I’m not sure what I’m waiting there for, parked outside the hotel. For Agustina’s lover to return, for me to recognize him, launch myself at him, and smash his face in? I suppose not. To demand an explanation of what happened to my wife, or the hurt he inflicted on her? Maybe. But the truth is that I don’t think the man will show up here, and anyway, deep down I don’t even believe that he’s her lover, since the only thing he did, as far as I know, was open a door; who’s to say he wasn’t the concierge. So I look out for vague signs, keeping watch with naïve and dim hope as if time might move backward and I could keep the dark episode from happening. Going over and over what’s past has become my principal curse, reexamining it in order to formulate it in new terms, to imagine different paths than the one already taken, to retrospectively alter the course of events and prevent them from leading up to this point of extreme suffering that Agustina and I have reached.

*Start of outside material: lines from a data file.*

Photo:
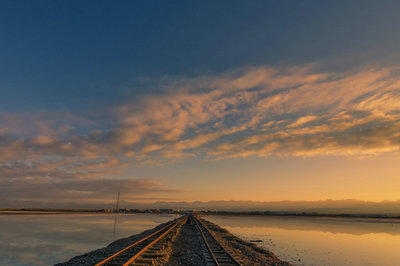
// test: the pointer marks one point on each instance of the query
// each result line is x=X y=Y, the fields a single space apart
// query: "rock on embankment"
x=96 y=256
x=249 y=253
x=187 y=248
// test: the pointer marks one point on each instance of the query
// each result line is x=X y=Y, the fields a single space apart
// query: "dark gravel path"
x=187 y=248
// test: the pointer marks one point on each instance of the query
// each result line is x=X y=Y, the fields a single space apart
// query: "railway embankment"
x=188 y=246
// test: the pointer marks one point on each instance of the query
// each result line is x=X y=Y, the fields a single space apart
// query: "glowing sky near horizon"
x=184 y=101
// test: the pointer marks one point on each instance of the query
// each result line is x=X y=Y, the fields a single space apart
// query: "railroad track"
x=214 y=252
x=146 y=250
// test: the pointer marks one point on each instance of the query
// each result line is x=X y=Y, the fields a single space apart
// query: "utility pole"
x=116 y=208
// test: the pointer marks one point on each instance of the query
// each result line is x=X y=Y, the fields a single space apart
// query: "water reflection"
x=115 y=224
x=48 y=239
x=321 y=241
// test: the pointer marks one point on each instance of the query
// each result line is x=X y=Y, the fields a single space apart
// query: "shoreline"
x=185 y=248
x=371 y=218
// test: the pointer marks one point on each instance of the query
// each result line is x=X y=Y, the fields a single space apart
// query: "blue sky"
x=61 y=55
x=143 y=96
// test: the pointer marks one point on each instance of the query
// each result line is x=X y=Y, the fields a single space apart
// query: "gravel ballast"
x=187 y=248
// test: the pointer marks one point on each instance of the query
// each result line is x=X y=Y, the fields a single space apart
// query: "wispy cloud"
x=259 y=111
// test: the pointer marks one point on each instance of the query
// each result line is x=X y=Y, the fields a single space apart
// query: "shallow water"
x=49 y=239
x=320 y=241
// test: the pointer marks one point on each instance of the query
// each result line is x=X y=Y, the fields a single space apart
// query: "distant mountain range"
x=348 y=206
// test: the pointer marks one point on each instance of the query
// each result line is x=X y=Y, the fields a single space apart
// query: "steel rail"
x=149 y=245
x=207 y=245
x=198 y=222
x=103 y=262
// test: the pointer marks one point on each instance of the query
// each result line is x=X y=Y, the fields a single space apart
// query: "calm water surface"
x=49 y=239
x=320 y=241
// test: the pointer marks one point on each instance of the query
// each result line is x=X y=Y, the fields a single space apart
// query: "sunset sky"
x=198 y=100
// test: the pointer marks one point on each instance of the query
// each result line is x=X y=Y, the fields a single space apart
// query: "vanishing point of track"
x=215 y=253
x=144 y=251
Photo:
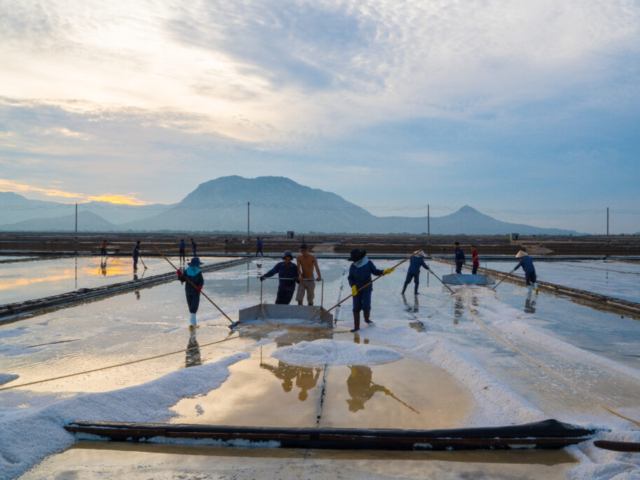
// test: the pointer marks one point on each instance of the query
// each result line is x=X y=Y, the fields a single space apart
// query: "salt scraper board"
x=467 y=279
x=282 y=312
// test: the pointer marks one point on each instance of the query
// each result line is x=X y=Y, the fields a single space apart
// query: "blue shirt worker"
x=136 y=255
x=413 y=273
x=460 y=260
x=192 y=288
x=288 y=274
x=526 y=262
x=360 y=279
x=182 y=246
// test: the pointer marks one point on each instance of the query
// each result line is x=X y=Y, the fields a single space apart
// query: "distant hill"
x=277 y=204
x=87 y=222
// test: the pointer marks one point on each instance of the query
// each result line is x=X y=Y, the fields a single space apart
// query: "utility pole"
x=76 y=237
x=428 y=224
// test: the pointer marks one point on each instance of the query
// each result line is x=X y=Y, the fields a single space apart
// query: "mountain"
x=277 y=204
x=87 y=222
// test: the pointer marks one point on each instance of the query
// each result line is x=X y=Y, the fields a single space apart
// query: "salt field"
x=477 y=358
x=612 y=278
x=43 y=278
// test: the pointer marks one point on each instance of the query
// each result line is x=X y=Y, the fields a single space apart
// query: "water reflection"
x=530 y=304
x=305 y=378
x=458 y=310
x=193 y=351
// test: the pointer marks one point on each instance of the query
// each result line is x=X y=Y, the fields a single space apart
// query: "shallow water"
x=263 y=391
x=615 y=279
x=31 y=280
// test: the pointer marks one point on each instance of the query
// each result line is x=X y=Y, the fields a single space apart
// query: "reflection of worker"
x=460 y=260
x=288 y=274
x=181 y=247
x=284 y=372
x=530 y=304
x=458 y=310
x=193 y=287
x=306 y=380
x=361 y=388
x=413 y=273
x=136 y=255
x=193 y=351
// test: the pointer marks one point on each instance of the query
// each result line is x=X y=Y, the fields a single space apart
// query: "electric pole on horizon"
x=76 y=235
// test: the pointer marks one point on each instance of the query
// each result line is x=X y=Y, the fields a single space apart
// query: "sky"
x=528 y=111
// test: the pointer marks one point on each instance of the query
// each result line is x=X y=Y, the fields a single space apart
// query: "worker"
x=460 y=260
x=288 y=274
x=474 y=260
x=103 y=251
x=306 y=283
x=413 y=273
x=360 y=281
x=192 y=287
x=136 y=255
x=182 y=246
x=526 y=262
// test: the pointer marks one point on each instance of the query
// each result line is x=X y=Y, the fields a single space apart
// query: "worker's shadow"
x=193 y=358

Sometimes I step into the hotel, making sure that the older man with glasses who attended me the Sunday I came to pick up Agustina isn’t on duty, then I sit at one of the tables in the lobby and order a tea with milk that a waiter brings me on a silver tray and for which I’m charged an exorbitant sum. I lie there in wait, among people hurrying about, waiting for the right moment to approach one of the desk clerks to ask for the guest register for that weekend; if they’d let me see it, I’d at least have a list of names, and behind one of those names would be a person who could tell me what I need to know, but of course I’m afraid to ask for it because they wouldn’t give it to me, they’d tell me not to stick my nose into matters that don’t concern me. But it does concern me, I’d shout at them, it’s the only thing in the world that matters to me, though then they’d have even more reason to call security, seeing me as a potential kidnapper.
Although maybe not. Among the clerks on the night shift, I’ve noticed a girl with a lot of spirit, a fearless girl. I see it in the way she carries herself, like a woman fighting tooth and nail to make a living, in the way she has of looking people straight in the eye, in her skirt, four inches shorter than those of her fellow workers, in the brisk gesture with which her hand with its painted nails pushes back her ringleted hair. She shows every sign of being ready to ignore the hotel rules and risk her job in exchange for nothing, in exchange for helping someone in need; in fact she must already be irritating the manager with that disco miniskirt and nonregulation hairstyle, and all just because, because that’s how she seems to be, strong and staunch and used to doing as she pleases. This country is full of people like her, and I’ve learned to recognize them in a flash. But what if it isn’t true? I’m afraid of being wrong, and in the end I can’t build up the courage to ask her anything, though of course the main obstacle is really the conviction that as soon as I return to the scene of events, what happened will repeat itself in a kind of unbearable replay; what’s really holding me back, I mean, is the suspicion that those events are still pulsing in the place they occurred, and I’m afraid to face them. Tomorrow I’ll do it, I tell myself as I leave the Wellington, tomorrow I’ll be back, I’ll wait until the Fearless Girl finishes her shift, I’ll ask her to come with me to a café far from the hotel, far from the gaze of her supervisor, and I’ll interrogate her.